Most of the skin cleansing products advertised by acne advertising is not needed. In fact, they may even aggravate acne. In their place, your doctor will probably recommend some of the following products:

  • Ointments and lotions based on benzoyl peroxide, salicylic acid, glycolic acid or sulfur, sold over the counter anywhere. They are desquamating and desiccating agents that open the pores of the skin and help remove dead skin cells. Their beneficial effects occur after about 2 weeks, and these products must be used continuously to maintain their effectiveness. These products should be applied to the entire affected area and not just to the pimples;
  • Taking oral contraceptives can help regulate the activity of hormones that cause acne breakouts in some women;
  • An antibiotic lotion or a retinoic acid product (a vitamin A derivative) applied directly to the skin is usually effective for more severe cases;
  • Oral antibiotics (e.g. tetracycline *, minocycline) are sometimes given against deep acne;
  • Prescription medications (e.g., isotretinoin) are effective in the treatment of deep acne. However, they must be prescribed with caution for women. It is therefore important to discuss the risks and benefits of these medications with your doctor;
  • Collagen injections and laser cosmetic surgery are helpful in cases of scars caused by deep acne.
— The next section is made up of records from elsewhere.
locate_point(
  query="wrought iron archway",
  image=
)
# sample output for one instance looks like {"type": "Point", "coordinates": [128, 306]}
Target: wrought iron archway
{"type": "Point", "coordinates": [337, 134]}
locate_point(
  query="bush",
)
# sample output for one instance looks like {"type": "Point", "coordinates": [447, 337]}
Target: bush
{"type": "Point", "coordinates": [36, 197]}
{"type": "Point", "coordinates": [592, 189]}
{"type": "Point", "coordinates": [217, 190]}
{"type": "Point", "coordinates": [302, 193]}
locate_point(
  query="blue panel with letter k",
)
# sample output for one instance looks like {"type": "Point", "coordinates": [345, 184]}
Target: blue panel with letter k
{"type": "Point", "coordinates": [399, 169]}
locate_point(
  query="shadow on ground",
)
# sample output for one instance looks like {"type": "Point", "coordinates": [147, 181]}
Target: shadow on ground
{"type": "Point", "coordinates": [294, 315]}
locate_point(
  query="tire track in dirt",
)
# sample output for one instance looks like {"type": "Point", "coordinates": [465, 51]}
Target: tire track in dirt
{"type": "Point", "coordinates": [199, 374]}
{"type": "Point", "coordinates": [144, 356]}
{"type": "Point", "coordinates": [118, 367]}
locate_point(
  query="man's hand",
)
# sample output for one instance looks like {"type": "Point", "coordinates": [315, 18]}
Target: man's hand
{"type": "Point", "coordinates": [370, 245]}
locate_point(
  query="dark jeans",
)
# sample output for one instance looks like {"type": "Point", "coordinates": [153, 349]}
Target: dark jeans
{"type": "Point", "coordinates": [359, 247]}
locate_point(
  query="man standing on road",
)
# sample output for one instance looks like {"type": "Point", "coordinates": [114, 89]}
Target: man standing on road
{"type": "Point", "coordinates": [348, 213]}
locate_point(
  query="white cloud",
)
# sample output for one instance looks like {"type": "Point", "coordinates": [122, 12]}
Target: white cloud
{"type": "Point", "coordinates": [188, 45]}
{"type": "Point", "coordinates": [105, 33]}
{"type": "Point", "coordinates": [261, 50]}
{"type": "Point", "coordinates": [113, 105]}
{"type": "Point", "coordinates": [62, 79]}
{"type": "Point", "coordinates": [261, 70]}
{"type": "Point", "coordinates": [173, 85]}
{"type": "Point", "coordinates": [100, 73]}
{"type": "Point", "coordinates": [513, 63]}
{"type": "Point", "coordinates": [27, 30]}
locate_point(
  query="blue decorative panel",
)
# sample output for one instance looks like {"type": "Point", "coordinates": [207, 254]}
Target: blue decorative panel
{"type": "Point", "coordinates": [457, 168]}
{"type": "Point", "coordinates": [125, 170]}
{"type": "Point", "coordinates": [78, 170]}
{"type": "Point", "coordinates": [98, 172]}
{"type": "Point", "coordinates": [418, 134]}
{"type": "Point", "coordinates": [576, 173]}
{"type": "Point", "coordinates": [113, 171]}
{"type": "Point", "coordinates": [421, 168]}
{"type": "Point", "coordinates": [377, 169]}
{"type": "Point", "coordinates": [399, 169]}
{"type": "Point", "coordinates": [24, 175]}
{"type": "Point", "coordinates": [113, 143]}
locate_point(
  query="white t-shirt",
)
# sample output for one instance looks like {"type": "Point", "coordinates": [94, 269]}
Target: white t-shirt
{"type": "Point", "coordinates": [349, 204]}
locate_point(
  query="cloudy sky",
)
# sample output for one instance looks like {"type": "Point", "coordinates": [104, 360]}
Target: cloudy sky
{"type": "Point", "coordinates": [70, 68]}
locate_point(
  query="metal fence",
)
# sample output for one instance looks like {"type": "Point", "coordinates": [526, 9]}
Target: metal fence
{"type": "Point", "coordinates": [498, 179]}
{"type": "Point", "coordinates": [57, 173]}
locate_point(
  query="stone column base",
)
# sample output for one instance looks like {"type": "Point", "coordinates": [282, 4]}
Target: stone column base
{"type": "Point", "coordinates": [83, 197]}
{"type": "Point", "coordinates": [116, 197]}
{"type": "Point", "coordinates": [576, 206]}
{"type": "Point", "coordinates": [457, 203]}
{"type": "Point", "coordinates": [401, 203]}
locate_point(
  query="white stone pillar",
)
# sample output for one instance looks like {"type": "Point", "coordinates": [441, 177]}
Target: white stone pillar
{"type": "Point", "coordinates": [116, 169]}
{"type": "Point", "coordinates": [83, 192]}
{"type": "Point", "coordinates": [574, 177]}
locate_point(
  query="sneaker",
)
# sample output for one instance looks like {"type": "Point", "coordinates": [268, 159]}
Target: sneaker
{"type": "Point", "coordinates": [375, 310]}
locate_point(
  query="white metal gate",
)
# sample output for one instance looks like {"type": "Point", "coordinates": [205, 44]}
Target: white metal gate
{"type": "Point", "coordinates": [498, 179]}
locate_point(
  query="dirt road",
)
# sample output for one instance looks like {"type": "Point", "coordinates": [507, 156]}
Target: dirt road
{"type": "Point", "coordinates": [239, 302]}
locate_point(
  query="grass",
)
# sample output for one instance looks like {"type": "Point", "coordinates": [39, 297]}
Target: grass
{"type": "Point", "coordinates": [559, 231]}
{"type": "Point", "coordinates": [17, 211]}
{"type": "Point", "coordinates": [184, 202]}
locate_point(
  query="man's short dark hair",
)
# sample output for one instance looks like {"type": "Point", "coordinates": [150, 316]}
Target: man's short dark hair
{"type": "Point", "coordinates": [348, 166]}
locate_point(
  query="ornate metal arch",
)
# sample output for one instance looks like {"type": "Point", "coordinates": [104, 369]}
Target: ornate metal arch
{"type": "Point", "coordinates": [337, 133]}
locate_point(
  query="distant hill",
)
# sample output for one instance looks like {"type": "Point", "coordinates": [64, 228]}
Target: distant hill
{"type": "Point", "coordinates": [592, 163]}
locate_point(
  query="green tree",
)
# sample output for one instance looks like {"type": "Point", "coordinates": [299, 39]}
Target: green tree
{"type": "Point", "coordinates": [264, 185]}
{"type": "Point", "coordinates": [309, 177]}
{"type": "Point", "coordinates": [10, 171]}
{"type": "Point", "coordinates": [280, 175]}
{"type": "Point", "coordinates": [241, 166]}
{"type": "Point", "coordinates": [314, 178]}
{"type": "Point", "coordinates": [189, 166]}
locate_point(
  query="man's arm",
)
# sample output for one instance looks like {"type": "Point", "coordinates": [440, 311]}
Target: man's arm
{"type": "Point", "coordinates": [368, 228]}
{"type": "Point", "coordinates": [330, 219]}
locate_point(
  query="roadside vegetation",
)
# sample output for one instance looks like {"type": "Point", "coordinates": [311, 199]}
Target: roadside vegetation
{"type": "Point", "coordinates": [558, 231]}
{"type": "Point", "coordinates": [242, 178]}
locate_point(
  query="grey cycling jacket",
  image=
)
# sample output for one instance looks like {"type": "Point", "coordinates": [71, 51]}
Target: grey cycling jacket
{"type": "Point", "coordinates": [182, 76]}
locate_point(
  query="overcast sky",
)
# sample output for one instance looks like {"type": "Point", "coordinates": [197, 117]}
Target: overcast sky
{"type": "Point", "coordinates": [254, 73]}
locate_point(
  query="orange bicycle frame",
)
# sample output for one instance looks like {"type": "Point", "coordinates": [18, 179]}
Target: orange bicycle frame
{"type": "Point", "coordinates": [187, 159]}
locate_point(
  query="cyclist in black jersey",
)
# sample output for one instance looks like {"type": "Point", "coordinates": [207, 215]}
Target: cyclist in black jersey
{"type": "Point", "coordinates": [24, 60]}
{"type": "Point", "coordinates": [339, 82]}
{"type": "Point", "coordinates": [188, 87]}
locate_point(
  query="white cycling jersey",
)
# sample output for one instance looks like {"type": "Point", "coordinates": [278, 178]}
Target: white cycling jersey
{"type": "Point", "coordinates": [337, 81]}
Many of these treatments can make your skin more sensitive to the sun. They must be used together with adequate protection against the sun’s rays. Talk to your doctor or pharmacist about the risks and benefits of the various treatment options available to you.

Observe the following basic principles to prevent and treat acne:

  • Wash your face twice a day at most with a mild, unscented soap or choose a cleanser that does not contain soap;
  • Dry your skin by dabbing it with a clean towel instead of rubbing it;
  • Refrain from crushing, squeezing or puncturing;
  • Avoid scrubbing or vigorously washing your skin with hard or granular (abrasive) soap;
  • Use a new washcloth every day
  • Use non-comedogenic beauty products that will not clog your pores and not trigger an acne breakout;
  • Do you shampoo at least twice a week;
  • Eliminate as soon as possible the sweat and sebum that spread on your skin;
  • Let your doctor extract comedones;
  • It is true that foods are not among the causes of acne, but some people find that their acne increases after the consumption of certain foods. If this is the case for you, avoid these foods.